What great videos of Max and your daughter they will be even more precious when you look back on them in years to come they are going to have a very special bond as they grow up together.


----------



## Kinjal

This is soooooooo very sweet. Made me melt!
Your golden is soooo super calm and gentle. Your bub is soooo cute. 
They both will be best of friends as they grow together.


----------



## vcm5

So adorable! Thank you so much for posting, this lit up my day!


----------



## Suni52

He is so sweet and so gentle with Claire. It's amazing how nurturing he is at such a young age. Beautiful


----------



## toliva

Those are such sweet videos. How lucky your daughter is to be growing up with a golden! My favorite was the tummy time video, where he pushes the toy toward her.


----------



## mylissyk

Your boy has a stellar temperment, that was really perfection between them. Whatever training you've done to make him comfortable with her has been a complete success. Actually, I would love for you to share how you worked with him.


----------



## Snoop Bobb

Sorry for the 6 1/2-year delay in my response. I didn't receive an email notice that someone had responded to my initial post, so I just saw it. To answer your question, we always walked the dog and let him burn a bunch of energy before we'd put our baby with him. We knew that he'd never intentionally hurt her, but we wanted to help mitigate the risk of an accidentally-harmful encounter, such as smacking our daughter with his frantically wagging tail. 

As an update for anyone who sees this: Sadly, we just lost this wonderful dog to lymphoma last week. Our daughter is now 7 1/2, and she's only known 3 days of her life without that dog. We are indeed grateful for the images that we created back then, and as we're coping with our loss, we're revisiting those images quite a bit.


----------



## CAROLINA MOM

I'm very sorry for your loss of your boy.


----------



## Agolden4me

So sweet and adorable. Max and Claire are both very lucky. Love how incredibly gentle he is with her. Almost makes me wish I was young enough to have another baby. Almost!

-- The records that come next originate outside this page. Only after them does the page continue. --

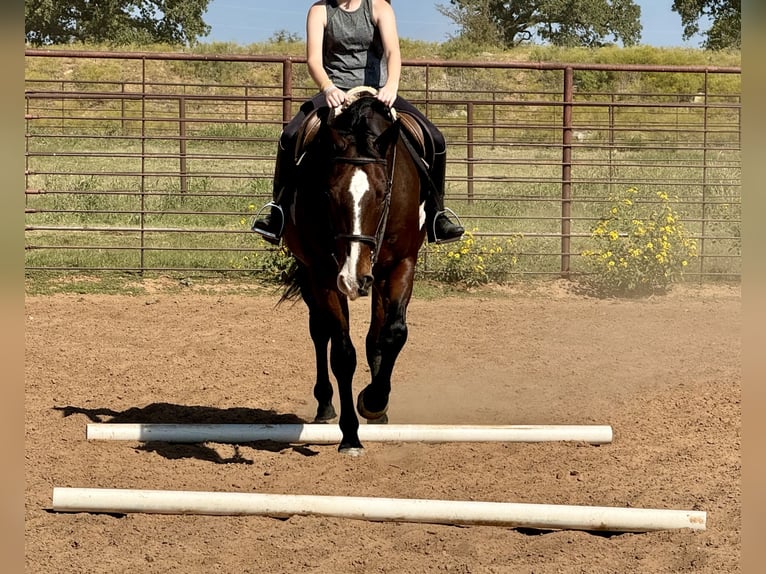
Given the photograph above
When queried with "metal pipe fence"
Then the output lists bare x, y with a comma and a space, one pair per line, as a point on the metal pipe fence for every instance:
158, 162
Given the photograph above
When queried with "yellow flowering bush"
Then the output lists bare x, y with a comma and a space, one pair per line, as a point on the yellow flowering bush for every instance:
472, 261
640, 246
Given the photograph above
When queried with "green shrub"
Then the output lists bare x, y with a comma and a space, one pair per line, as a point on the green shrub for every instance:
472, 261
640, 246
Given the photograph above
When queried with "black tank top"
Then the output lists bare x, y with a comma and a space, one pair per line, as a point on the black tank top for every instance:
353, 49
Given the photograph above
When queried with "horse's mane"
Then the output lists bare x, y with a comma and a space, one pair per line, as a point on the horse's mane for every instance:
352, 120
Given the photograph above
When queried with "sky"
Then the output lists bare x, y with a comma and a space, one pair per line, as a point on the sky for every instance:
250, 21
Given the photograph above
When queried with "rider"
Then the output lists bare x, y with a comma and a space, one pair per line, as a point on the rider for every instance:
354, 43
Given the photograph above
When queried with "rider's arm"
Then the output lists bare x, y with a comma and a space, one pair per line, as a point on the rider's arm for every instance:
383, 16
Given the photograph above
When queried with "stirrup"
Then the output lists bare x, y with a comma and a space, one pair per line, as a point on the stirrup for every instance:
439, 241
269, 236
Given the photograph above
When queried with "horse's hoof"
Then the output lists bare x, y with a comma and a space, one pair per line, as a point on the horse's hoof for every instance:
351, 450
369, 415
325, 415
382, 420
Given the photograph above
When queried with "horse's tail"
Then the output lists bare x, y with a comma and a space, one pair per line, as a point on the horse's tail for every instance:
293, 278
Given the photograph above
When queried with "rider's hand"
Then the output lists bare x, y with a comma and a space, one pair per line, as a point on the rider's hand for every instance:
334, 96
387, 95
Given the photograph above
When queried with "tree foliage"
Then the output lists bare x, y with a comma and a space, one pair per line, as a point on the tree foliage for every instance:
115, 22
725, 15
561, 22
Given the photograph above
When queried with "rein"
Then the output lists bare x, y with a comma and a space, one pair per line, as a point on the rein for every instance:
373, 241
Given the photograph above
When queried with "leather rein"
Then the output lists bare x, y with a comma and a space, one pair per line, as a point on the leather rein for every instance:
376, 240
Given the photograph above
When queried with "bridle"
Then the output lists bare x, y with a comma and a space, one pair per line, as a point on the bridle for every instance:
376, 240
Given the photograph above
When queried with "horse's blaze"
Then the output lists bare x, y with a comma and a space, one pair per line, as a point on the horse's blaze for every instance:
356, 273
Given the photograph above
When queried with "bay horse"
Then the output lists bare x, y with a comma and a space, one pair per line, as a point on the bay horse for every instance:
354, 229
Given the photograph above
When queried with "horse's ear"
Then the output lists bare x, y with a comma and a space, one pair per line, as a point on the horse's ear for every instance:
387, 138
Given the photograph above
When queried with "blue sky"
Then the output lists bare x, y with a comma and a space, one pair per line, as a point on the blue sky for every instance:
249, 21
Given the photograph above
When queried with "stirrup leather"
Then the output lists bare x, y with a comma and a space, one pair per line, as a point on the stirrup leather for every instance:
268, 234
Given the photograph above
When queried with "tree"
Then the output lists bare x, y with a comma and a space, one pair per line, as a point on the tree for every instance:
560, 22
114, 21
726, 16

So sorry to hear about your loss. I hadn't read through before posting. I am grateful that they had those years together and the memories will last a lifetime.


----------



## cwag

I am so sorry for your loss of sweet Max. My thoughts are with your family, especially your daughter.


----------



## Barlosh

What a wonderful bond they will have, both growing and learning together. The videos are priceless and thank you for sharing your two precious babes. 

I have my first ever golden who's now five months old, right from the moment she saw my grandsons (3years and 18months old) she was just so gentle with them, even as an eight weeks old pup. I am amazed and delighted with how much she follows the three year old around, stays with him when he's in the garden and goes in his hut with him. She never cries with excitement but she always does when she sees them. 

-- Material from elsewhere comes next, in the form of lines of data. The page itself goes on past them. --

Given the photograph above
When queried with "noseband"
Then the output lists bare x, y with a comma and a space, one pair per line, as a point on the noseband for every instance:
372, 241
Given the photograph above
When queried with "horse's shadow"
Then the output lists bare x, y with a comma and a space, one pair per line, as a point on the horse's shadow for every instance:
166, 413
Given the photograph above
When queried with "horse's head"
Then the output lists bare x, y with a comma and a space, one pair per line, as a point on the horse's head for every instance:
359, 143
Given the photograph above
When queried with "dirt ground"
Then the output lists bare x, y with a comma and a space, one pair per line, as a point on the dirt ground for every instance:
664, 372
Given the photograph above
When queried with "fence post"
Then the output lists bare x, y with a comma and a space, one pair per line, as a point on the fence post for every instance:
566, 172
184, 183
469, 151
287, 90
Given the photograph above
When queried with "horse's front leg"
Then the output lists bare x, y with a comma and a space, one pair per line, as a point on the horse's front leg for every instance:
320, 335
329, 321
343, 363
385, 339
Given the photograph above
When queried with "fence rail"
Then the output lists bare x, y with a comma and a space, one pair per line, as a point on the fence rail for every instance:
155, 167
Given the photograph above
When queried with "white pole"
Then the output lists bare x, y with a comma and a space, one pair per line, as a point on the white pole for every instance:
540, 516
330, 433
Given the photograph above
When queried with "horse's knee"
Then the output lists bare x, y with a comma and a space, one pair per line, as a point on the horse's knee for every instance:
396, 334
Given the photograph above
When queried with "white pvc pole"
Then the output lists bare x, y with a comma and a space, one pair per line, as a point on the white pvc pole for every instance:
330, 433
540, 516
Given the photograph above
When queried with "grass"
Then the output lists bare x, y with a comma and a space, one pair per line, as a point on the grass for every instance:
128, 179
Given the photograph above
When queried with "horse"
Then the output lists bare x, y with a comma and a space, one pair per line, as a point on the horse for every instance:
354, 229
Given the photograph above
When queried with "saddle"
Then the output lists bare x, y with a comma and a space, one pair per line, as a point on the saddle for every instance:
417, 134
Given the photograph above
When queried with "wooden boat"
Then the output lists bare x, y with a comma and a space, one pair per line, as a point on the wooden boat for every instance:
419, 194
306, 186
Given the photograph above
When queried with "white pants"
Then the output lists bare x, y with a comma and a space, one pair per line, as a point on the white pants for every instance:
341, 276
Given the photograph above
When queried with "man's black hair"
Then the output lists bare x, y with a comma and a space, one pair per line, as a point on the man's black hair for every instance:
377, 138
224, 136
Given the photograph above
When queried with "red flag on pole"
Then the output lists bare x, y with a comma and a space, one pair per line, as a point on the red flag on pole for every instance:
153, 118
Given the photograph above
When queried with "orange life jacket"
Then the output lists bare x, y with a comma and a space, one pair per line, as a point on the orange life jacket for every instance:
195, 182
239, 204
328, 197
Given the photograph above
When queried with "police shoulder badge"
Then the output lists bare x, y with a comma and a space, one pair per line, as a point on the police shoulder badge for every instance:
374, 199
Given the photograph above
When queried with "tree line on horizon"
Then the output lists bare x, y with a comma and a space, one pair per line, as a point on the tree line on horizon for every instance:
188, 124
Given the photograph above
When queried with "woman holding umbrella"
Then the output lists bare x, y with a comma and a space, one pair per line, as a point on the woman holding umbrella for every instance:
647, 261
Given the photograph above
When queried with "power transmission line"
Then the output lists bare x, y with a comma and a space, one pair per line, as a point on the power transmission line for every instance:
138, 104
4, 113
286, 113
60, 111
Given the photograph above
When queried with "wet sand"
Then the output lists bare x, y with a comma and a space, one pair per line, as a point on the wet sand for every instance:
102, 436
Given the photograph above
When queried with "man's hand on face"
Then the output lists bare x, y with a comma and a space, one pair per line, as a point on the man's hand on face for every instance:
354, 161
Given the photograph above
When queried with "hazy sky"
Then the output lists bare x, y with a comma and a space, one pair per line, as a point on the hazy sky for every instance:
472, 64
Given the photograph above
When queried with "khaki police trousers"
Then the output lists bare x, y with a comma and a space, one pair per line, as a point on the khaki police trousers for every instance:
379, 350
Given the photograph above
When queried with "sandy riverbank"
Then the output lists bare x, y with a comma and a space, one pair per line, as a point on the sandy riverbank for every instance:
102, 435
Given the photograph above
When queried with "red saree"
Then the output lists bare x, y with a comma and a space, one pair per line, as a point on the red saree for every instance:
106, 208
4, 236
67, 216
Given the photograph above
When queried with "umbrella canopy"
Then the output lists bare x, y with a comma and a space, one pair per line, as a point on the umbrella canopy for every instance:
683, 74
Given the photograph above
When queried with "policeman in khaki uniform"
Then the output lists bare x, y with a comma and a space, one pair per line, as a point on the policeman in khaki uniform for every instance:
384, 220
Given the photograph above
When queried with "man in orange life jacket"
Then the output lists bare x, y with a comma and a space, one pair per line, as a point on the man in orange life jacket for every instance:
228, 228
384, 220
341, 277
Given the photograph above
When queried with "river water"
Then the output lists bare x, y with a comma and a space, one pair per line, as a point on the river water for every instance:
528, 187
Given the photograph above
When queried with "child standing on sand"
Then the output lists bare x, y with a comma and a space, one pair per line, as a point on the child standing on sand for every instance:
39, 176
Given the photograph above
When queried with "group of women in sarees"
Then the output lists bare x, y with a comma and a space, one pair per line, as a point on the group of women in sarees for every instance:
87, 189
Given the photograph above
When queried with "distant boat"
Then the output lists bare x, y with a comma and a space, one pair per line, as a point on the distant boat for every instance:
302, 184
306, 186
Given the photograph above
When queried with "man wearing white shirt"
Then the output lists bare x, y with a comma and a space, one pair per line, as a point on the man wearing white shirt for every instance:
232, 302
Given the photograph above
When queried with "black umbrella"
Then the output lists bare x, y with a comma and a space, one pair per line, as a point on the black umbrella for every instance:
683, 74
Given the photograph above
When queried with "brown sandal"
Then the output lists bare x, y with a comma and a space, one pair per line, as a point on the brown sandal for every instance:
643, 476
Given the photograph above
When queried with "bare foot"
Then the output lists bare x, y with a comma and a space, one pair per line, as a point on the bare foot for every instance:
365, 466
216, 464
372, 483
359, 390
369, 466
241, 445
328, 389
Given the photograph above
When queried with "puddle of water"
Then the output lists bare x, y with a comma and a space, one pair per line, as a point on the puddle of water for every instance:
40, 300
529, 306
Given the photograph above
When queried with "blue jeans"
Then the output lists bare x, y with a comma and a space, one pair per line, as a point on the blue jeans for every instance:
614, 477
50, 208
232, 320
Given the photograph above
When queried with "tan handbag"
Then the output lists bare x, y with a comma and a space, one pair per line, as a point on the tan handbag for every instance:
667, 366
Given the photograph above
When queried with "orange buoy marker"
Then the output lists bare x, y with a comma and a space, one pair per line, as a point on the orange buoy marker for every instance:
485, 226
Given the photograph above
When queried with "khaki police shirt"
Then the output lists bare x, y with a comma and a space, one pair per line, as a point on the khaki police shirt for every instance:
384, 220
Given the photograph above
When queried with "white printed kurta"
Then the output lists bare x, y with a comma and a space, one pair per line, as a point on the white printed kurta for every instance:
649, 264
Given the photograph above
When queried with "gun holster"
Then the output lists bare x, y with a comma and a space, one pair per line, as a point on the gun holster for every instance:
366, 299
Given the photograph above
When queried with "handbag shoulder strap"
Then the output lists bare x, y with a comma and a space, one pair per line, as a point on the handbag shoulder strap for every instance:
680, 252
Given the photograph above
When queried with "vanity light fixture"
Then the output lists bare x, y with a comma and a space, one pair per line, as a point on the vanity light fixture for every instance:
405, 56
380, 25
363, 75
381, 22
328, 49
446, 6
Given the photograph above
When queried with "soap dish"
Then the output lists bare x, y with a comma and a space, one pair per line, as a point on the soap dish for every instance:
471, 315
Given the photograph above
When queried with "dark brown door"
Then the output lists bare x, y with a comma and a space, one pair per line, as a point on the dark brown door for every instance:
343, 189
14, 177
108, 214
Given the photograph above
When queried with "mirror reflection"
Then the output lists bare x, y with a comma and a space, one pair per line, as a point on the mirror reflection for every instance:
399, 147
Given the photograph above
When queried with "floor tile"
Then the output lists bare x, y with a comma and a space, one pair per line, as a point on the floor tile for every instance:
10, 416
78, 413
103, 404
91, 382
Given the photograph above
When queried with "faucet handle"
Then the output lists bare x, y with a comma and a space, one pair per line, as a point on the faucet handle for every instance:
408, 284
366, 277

Just wonderful dogs aren't they and your little girl will have a true best friend to grow up with. Bless their little hearts.

Oh I'm so sorry to read that you've lost Max and so very sad for your little girl. I saw those precious videos and just posted straight away without reading through. I'm so sad for the pain you are going through as a family and as a parent I know the devastation you feel for your daughter's loss. 
Max certainly was a wonderful boy and I hope one day you consider another of this beautiful breed to help your little girl heal. 
God bless.


----------



## Ivyacres

Precious videos, started my day of with a smile.


----------